Doa Presidensial adalah doa pemimpin. Kata “presiden” bukanlah semata-mata kata yang
menunjuk pada kepala negara, tetapi juga menunjuk pada seorang yang memimpin. Bahasa
Inggris “to precide” berarti mengetuai atau memimpin. Doa presidensial dalam perayaan
Ekaristi dimaksudkan sebagai doa yang hanya dibawakan oleh pemimpin perayaan Ekaristi
dan tidak boleh didoakan oleh umat.
Doa-doa presidensial ini begitu penting dalam peribadatan gereja sehingga memang
dikhususkan bagi selebran utama. Doa-doa presidensial disampaikan oleh imam kepada Allah
atas nama seluruh umat kudus dan semua yang hadir, dan melalui dia, Kristus sendiri
memimpin himpunan umat (PUMR No. 30). Maka doa-doa presidensial ini perlu dibawakan
dengan suara lantang dan diucapkan dengan jelas sehingga mudah ditangkap oleh umat.

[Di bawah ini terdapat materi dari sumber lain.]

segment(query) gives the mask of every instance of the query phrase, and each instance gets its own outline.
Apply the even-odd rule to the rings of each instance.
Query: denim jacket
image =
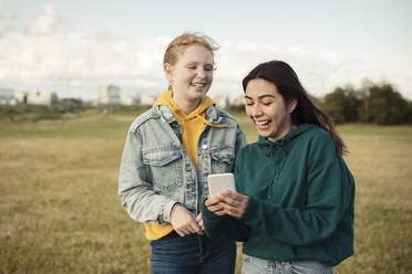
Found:
[[[197,169],[182,146],[182,128],[167,106],[155,106],[138,116],[124,146],[119,196],[132,219],[169,223],[172,207],[179,202],[194,214],[208,194],[207,176],[233,172],[235,157],[246,137],[234,117],[210,106],[197,146]]]

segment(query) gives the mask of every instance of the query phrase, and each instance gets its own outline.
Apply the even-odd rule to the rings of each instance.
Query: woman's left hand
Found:
[[[219,197],[224,212],[235,218],[241,218],[249,204],[248,196],[235,191],[225,190],[219,193]]]

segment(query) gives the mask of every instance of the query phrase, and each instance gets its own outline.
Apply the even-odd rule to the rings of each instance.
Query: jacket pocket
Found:
[[[157,194],[182,201],[184,191],[181,149],[173,147],[142,149],[142,157],[153,190]]]

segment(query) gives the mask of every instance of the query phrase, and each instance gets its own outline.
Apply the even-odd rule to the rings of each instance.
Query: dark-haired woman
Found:
[[[236,159],[237,192],[203,204],[206,234],[243,241],[243,273],[333,273],[353,254],[353,177],[331,119],[285,62],[243,81],[259,138]]]

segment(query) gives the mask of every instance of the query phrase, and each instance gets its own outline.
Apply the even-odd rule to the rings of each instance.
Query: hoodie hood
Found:
[[[185,124],[186,122],[193,120],[193,119],[200,119],[203,124],[206,124],[212,127],[227,127],[227,125],[219,125],[214,124],[210,120],[206,119],[206,109],[209,106],[216,105],[216,103],[208,96],[204,96],[200,99],[199,105],[195,110],[186,115],[175,103],[173,99],[173,91],[163,92],[161,96],[156,99],[156,102],[153,104],[153,106],[168,106],[172,110],[172,113],[176,116],[176,119],[181,124]]]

Sebaliknya umat wajib mendengarkannya dengan penuh perhatian.
Dalam kasus ini, Doa Damai yang termasuk dalam kategori doa presidensial hanya
boleh dibawakan oleh imam saja dan umat hanya perlu menghayati mengaminkannnya.

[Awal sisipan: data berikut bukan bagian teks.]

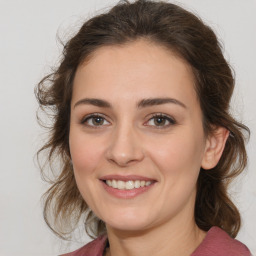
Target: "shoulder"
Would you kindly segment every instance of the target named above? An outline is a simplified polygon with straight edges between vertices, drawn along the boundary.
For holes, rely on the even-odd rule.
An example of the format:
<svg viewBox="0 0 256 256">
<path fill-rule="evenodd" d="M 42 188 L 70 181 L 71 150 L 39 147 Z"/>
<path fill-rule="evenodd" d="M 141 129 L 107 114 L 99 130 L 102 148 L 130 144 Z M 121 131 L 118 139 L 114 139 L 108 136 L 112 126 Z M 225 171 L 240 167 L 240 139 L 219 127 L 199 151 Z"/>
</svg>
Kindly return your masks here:
<svg viewBox="0 0 256 256">
<path fill-rule="evenodd" d="M 107 236 L 100 236 L 97 239 L 86 244 L 82 248 L 74 252 L 62 254 L 60 256 L 102 256 L 106 243 Z"/>
<path fill-rule="evenodd" d="M 191 256 L 251 256 L 249 249 L 225 231 L 212 227 Z"/>
</svg>

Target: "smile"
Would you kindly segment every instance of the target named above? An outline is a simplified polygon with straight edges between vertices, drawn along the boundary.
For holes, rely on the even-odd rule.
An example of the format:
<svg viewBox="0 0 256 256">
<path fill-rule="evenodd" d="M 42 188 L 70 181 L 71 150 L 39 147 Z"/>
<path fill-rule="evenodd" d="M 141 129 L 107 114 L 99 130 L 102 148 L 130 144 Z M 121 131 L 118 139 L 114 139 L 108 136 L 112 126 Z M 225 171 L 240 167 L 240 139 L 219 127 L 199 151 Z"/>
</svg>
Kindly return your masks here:
<svg viewBox="0 0 256 256">
<path fill-rule="evenodd" d="M 120 189 L 120 190 L 131 190 L 141 187 L 147 187 L 151 185 L 152 181 L 145 181 L 145 180 L 129 180 L 129 181 L 123 181 L 123 180 L 106 180 L 105 183 L 112 188 Z"/>
</svg>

Mungkin memang sulit mengubah kebiasaan yang ada, lebih-lebih rumusan yang ada dalam
2. Tata Perayaan Ekaristi yang ada seolah-olah mengajak umat untuk berdoa bersama, bahkan
ada imam yang memang dengan sepengetahuannya mengajak umat untuk mendoakannya
bersama-sama.
Untuk lebih mengarahkan pemikiran kita agar dapat berpikir logis saya mengutip
sebuah pencerahan yang ditulis oleh Rm. Emanuel Martasudjita, seorang pakar teologi dan
liturgi.
Dalam sosialisasi TPE BARU 2005 lalu
romo Martasudjita menjelaskan bahwa doa
itu seharusnya tertulis di TPE diucapkan
oleh imam dan diamini oleh umat.
Tetapi rumusan teks yang tertulis
di TPE salah, karena ambil alih dari teks
lama. Seharusnya teks itu tanpa ajakan,
sehingga diminta para romo mengoreksi
sendiri menjadi:
(Saudara-saudari)...
Tuhan Yesus Kristus [Engkau]
bersabda kepada para rasul,
"Damai Kutinggalkan bagimu,
damai-Ku Kuberikan
kepadamu."
(Maka marilah kita mohon
damai kepada-Nya.
Tuhan Yesus Kristus),
jangan memperhitungkan dosa
kami,
tetapi perhatikanlah iman
Gereja-Mu,
dan restuilah kami
supaya hidup bersatu dengan
rukun
sesuai dengan kehendak-Mu.
Sebab Engkaulah pengantara
kami
kini dan sepanjang masa.
U: Amin.
* ( ...) = dihapus / dihilangkan.
* [...] = ditambahkan ke teks
yang ada.
Kalau doa itu diucapkan bersama,
maka seruan "Amin" tidak tepat dikatakan,
karena siapa mengamini doa siapa? Kalau
saya mengamini doa saya sendiri, ya lucu
... karena itu pasti dong. Kalau tidak
diamini ya ngapain pula doa gituan!?!?
Tetapi ternyata beberapa Uskup
memilih tetap mempertahan teks salah itu,
dan mengajak umat untuk mendoakan doa
damai itu .... dan soal Amin yang aneh tadi
ya tetap saja .... tidak dipikiran pas atau
tidak pas, dan logis atau gak logisnya.”
Dari pencerahan di atas, bagi seorang imam yang tentunya berpendidikan liturgi,
seharusnya tidak melakukan kesalahan kecil seperti ini. Sehingga umat juga tidak perlu
terjerumus dalam hal-hal tersebut. Namun tidak jarang juga ada imam yang sesaat sebelum
Ritus Penutup, sang imam memarahi umat yang mengucapkan doa damai secara bersama-
sama. Maka, inilah yang menjadi kebingungan umat. Mana yang seharusnya diikuti. Bagi
seorang seminaris, katekis, atau frater ataupun biarawan/ti, pasti sudah tahu tentang hal ini,
3. namun mereka mungkin takut untuk mengungkapkannya kepada pastor paroki karena takut
dimarahi.
Maka dari itu, yang menjadi pembelajaran selanjutnya yaitu: Pertama, perlunya
diberikan pendidikan liturgi atau sebuah sosialisasi kepada umat pada setiap setelah Tata
Perayaan Ekaristi direvisi, sehingga tidak terjadi kesalahan-kesalahan yang mengakibatkan
kebingungan pada umat. Kedua, dari Komisi Liturgi KWI perlu mengedit dan menelaah
kembali apa yang telah dibuat sebelum diedarkan kepada umat, agar tidak muncul berbagai
kesalahan-kesalahan yang tidak semestinya terjadi.